A tradução, encarada não como ordenamento em outro ambiente sintático de idéias preestabelecidas, mas como processo de desconstrução, ganha em encanto e apelo. Perde relevo seu lado mecânico, enfatizando-se o processo criativo. A desconstrução pode ser resumida no conceito de “divisibilidade” —num processo em que não se encontra, no fundo, um átomo indivisível. Do mesmo modo, a tradução também se apóia fortemente nesse conceito de divisibilidade infinita. Dividir para entender — dividir para explicar e para sugerir.

No ambiente literário, o jogo de possibilidades e ambigüidades tem peso incalculável. Talvez seja essa, de fato, uma definição de “literário” — o texto que se abre, com máxima satisfação, ao jogo das possibilidades.
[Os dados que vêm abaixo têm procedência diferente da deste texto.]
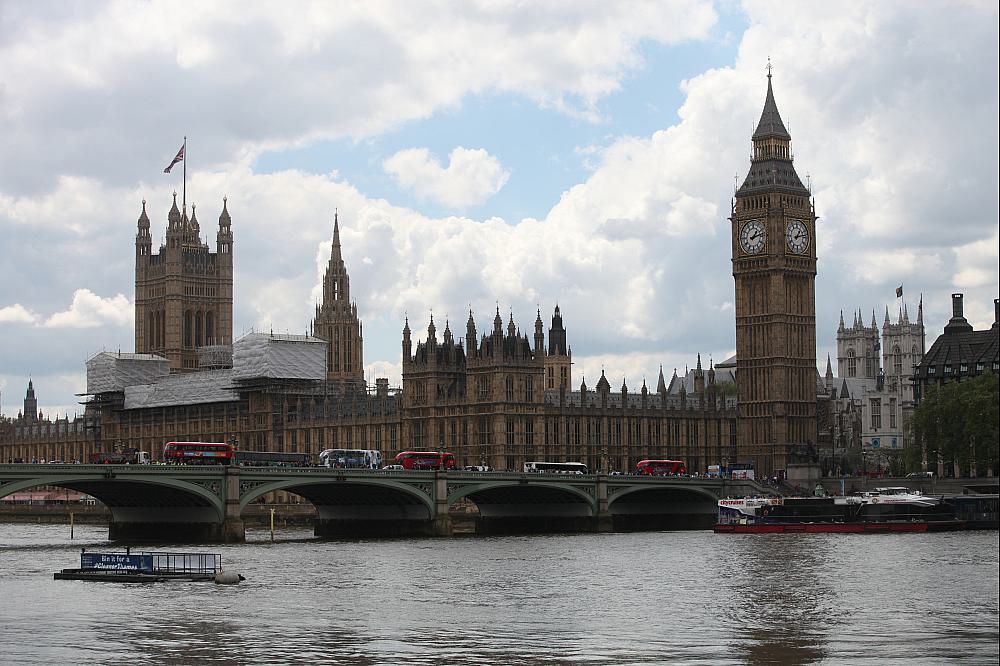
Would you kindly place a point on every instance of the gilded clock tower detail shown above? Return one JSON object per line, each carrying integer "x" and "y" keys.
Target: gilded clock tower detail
{"x": 774, "y": 266}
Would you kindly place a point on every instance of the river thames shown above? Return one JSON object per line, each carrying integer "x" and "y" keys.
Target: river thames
{"x": 631, "y": 598}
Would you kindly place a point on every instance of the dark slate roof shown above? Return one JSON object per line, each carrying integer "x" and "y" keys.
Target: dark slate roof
{"x": 773, "y": 174}
{"x": 957, "y": 346}
{"x": 770, "y": 124}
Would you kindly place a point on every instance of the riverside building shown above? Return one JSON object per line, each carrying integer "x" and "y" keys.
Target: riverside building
{"x": 499, "y": 398}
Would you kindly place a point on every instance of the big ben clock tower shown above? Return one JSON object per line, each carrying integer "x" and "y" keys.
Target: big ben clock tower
{"x": 774, "y": 266}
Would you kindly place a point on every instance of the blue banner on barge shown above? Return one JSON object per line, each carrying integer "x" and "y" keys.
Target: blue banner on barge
{"x": 116, "y": 562}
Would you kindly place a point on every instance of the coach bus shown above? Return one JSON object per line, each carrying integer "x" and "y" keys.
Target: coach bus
{"x": 660, "y": 468}
{"x": 271, "y": 459}
{"x": 555, "y": 468}
{"x": 351, "y": 458}
{"x": 198, "y": 453}
{"x": 426, "y": 460}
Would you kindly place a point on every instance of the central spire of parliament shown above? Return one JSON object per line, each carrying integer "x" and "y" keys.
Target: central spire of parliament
{"x": 336, "y": 319}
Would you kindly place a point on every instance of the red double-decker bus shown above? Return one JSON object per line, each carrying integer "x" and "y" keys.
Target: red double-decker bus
{"x": 426, "y": 460}
{"x": 198, "y": 453}
{"x": 660, "y": 467}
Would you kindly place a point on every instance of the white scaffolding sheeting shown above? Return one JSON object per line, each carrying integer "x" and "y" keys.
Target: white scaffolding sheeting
{"x": 269, "y": 356}
{"x": 110, "y": 371}
{"x": 191, "y": 388}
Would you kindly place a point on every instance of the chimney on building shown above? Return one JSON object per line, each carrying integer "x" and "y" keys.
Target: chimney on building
{"x": 958, "y": 322}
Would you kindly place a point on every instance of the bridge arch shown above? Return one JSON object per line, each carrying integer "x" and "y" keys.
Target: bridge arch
{"x": 662, "y": 507}
{"x": 708, "y": 495}
{"x": 122, "y": 493}
{"x": 322, "y": 490}
{"x": 520, "y": 487}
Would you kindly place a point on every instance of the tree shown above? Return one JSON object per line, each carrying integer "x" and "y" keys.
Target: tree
{"x": 958, "y": 422}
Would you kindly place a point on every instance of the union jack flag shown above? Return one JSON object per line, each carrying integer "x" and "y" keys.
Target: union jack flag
{"x": 179, "y": 157}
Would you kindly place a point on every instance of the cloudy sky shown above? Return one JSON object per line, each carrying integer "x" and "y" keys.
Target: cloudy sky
{"x": 519, "y": 154}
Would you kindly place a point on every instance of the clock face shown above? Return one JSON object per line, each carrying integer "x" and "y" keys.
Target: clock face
{"x": 752, "y": 237}
{"x": 797, "y": 237}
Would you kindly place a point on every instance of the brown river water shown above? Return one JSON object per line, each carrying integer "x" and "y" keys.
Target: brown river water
{"x": 627, "y": 598}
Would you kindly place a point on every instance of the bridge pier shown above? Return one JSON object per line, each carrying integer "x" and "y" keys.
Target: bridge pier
{"x": 603, "y": 521}
{"x": 232, "y": 528}
{"x": 442, "y": 526}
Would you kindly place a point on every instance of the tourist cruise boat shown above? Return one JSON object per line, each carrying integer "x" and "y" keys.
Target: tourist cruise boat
{"x": 879, "y": 510}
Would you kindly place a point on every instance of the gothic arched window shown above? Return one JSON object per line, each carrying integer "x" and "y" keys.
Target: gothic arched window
{"x": 209, "y": 328}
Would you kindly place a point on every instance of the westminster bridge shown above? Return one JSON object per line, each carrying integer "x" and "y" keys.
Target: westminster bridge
{"x": 179, "y": 503}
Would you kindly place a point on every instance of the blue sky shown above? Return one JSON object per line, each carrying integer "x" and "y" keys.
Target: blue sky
{"x": 482, "y": 153}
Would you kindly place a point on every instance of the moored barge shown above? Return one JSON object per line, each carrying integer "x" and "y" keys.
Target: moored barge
{"x": 143, "y": 567}
{"x": 884, "y": 510}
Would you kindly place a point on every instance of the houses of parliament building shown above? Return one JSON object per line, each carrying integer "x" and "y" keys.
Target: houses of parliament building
{"x": 492, "y": 394}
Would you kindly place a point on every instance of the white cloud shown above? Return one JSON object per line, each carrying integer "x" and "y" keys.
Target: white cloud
{"x": 17, "y": 313}
{"x": 471, "y": 177}
{"x": 88, "y": 310}
{"x": 239, "y": 78}
{"x": 889, "y": 107}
O trabalho de análise — e, portanto, divisão — entra como fase preparatória para uma remontagem igualmente prenhe de possibilidades. Boa é a tradução que mantém aberto esse jogo. Tradução não pode ter a ver com simplificação — trata-se, ao contrário, de manter as complexidades.

A tradução que simplifica também empobrece. A riqueza de detalhes de um texto literário exige que permaneçam abertos os variados canais pelos quais deverão escorrer os pensamentos do leitor. Claro, não é tarefa fácil. Mais fácil é ensaiar o papel de “guia” — aquele que orienta, mas que também embota e castra.

A idéia de uma operação tão complexa como essa — a tradução assim concebida — não pode deixar de sugerir uma impossibilidade prática. A tradução só persiste por ser necessária. São dois conceitos intimamente ligados ao ato tradutório — necessidade e impossibilidade. A necessidade que se revela como impossibilidade, diria Derrida.

A tradução é uma operação que se faz sem garantias — não há garantia de correção, de adequação, sequer de possibilidade. Há parâmetros, mas não pedra de toque. Faz-se por pura necessidade. Fosse um negócio, não se acharia fácil um fiador.

Só quem se aventura nessa seara é que sente, em cada frase, o abismo das possibilidades. A infinitude da divisibilidade. A dificuldade na remontagem de todo um arsenal de complexidades. No fim, a aferição será sempre falha — mas necessária, como palavra do crítico.

Derrida jogou como ninguém com o aparente desregramento do ato tradutório, explorando o processo como análise. Partindo da filosofia, chegou à tradução como âmago da própria filosofia: “a origem da filosofia é a tradução ou a tese da traduzibilidade”.

Eduardo Ferreira

É diplomata, jornalista e tradutor.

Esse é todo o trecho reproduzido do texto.